For her second solo exhibition at Sundaram Tagore New York, Australian-American artist Denise Green, who studied under Mark Rothko and Robert Motherwell, debuts eight new paintings and nine mixed-media works that combine photographs and drawings

This new body of work marks a dramatic shift in the artist’s practice by incorporating photography and drawings for the first time. The idea of juxtaposing small- and large-scale photographs and drawings evolved from the artist’s recent explorations, including work from her exhibition at Neue Galerie im Höhmannhaus, Augsburg, Germany (2011), as well as an installation proposed for the facade of the Visual Arts Centre at La Trobe University, Bendigo, Australia (2015), comprising a 15-foot-by-45-foot photograph paired with seven drawings of equal height.

Five 7-foot-high drawings and photographs are included in this exhibition. Although they were produced side-by-side and are directly related in scale, the drawings are not a response to the photographs—most were produced without the photographic image in mind. The drawings emerged from a different state of mind, yet the drawings and photos visually animate one another while neither is dominant. Some of the photos are appropriated and digitally manipulated from their original source; others were created per the artist’s specific instructions. Each has an important meaning to Green.

“I was drawn to the idea that representational photographs and abstract drawings, while opposites, can play off each other in an equal way. From the beginning of my practice I have used a referential image in my work and have developed it as an archetypal or abstracted image rather than a descriptive one,” Green says. “My paintings embody an imaginative world made up of abstracted images. Over the last year, however, through the inclusion of representational photographs and abstract drawings, I have arrived at a whole new approach to my work.”
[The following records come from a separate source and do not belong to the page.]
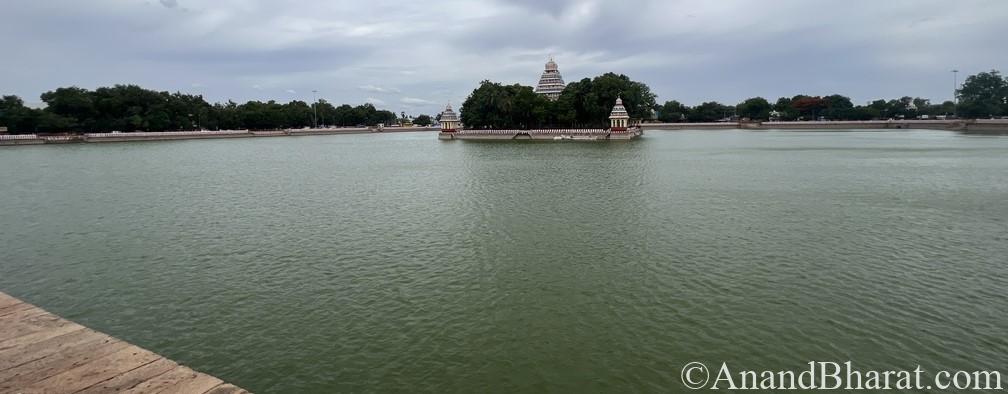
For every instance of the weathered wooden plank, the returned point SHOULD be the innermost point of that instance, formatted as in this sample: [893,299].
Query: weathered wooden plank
[198,383]
[227,388]
[42,353]
[37,337]
[14,357]
[7,301]
[97,371]
[28,321]
[132,378]
[17,307]
[164,381]
[29,373]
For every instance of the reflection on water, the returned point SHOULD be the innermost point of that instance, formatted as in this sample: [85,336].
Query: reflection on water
[401,263]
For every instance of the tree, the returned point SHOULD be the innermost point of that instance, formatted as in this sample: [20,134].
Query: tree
[493,105]
[422,120]
[808,107]
[710,112]
[984,95]
[756,108]
[672,111]
[16,117]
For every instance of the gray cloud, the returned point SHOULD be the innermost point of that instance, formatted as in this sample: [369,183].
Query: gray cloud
[353,52]
[374,89]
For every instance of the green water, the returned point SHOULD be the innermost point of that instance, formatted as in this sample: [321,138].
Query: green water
[381,263]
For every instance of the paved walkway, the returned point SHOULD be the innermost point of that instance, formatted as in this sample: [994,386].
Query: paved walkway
[42,353]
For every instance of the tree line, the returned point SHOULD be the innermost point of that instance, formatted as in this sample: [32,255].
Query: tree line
[984,95]
[129,108]
[583,104]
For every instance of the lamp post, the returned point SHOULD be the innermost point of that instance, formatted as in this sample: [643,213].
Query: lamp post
[315,108]
[955,87]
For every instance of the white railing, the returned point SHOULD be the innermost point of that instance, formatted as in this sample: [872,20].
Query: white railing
[14,137]
[165,134]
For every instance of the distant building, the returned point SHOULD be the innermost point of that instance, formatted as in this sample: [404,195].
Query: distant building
[550,83]
[450,120]
[619,120]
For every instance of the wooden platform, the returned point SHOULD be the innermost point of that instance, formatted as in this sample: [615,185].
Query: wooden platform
[42,353]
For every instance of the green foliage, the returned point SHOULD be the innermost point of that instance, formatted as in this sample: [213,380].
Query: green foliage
[710,112]
[984,95]
[586,103]
[493,105]
[130,108]
[756,108]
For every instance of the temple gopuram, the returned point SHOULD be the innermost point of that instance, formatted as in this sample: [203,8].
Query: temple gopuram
[550,83]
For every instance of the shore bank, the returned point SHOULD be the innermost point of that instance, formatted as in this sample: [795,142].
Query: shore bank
[34,139]
[979,126]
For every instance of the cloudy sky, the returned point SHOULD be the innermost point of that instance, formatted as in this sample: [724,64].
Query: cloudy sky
[415,55]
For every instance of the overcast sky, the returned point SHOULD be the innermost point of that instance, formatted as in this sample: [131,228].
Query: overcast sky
[415,55]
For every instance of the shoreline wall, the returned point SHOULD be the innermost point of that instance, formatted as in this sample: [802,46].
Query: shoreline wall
[34,139]
[967,126]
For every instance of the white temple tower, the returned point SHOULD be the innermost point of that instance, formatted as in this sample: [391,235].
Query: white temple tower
[619,120]
[450,121]
[550,83]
This new approach has resulted in works that are purely abstract and suffused with energy, which is most evident in the paintings on canvas. Green revisits significant visual themes, such as vibrant color fields and fan-shaped forms, but she also incorporates new elements, including groupings of tightly coiled lines that evoke the curvilinear gestures of a calligrapher’s pen. The resulting works are beautiful and contemplative, and like all Green's works, a narrative is implied, but one that is non-linear and abstract.

Born in Australia, Denise Green arrived in New York City in 1969. Studying under Rothko and Motherwell at Hunter College, she established roots in the Western modernist tradition. From her early years in Australia and travels in India she also incorporated an Eastern and Aboriginal aesthetic. Her inclusion in two seminal exhibitions in 1978, Young American Artists (Solomon R. Guggenheim Museum) and New Image Painting (Whitney Museum of American Art) launched her into the New York art world. Denise Green has had more than 110 solo exhibitions and her work has been the subject nine museum retrospectives in the fifteen years, including shows at MoMA PS1 in New York (1999), the Art Gallery of New South Wales (2001) and the Museum Kurhaus Kleve in Germany (2006). Her paintings are in the collections of The Museum of Modern Art and the Solomon R. Guggenheim Museum, New York; The Corcoran Gallery of Art, Washington, D.C.; the Museum of Contemporary Art, Chicago; the Albertina, Vienna; and the Museum of Contemporary Art Australia, Sydney. In 2007 she was awarded the Order of Australia.

Denise Green’s book An Artist’s Odyssey was published by University of Minnesota Press in 2012. Her first book, Metonymy in Contemporary Art: A New Paradigm, in which she developed a new approach to art criticism and creativity inspired by Australian Aboriginal and Indian thought, was released by University of Minnesota Press in 2005.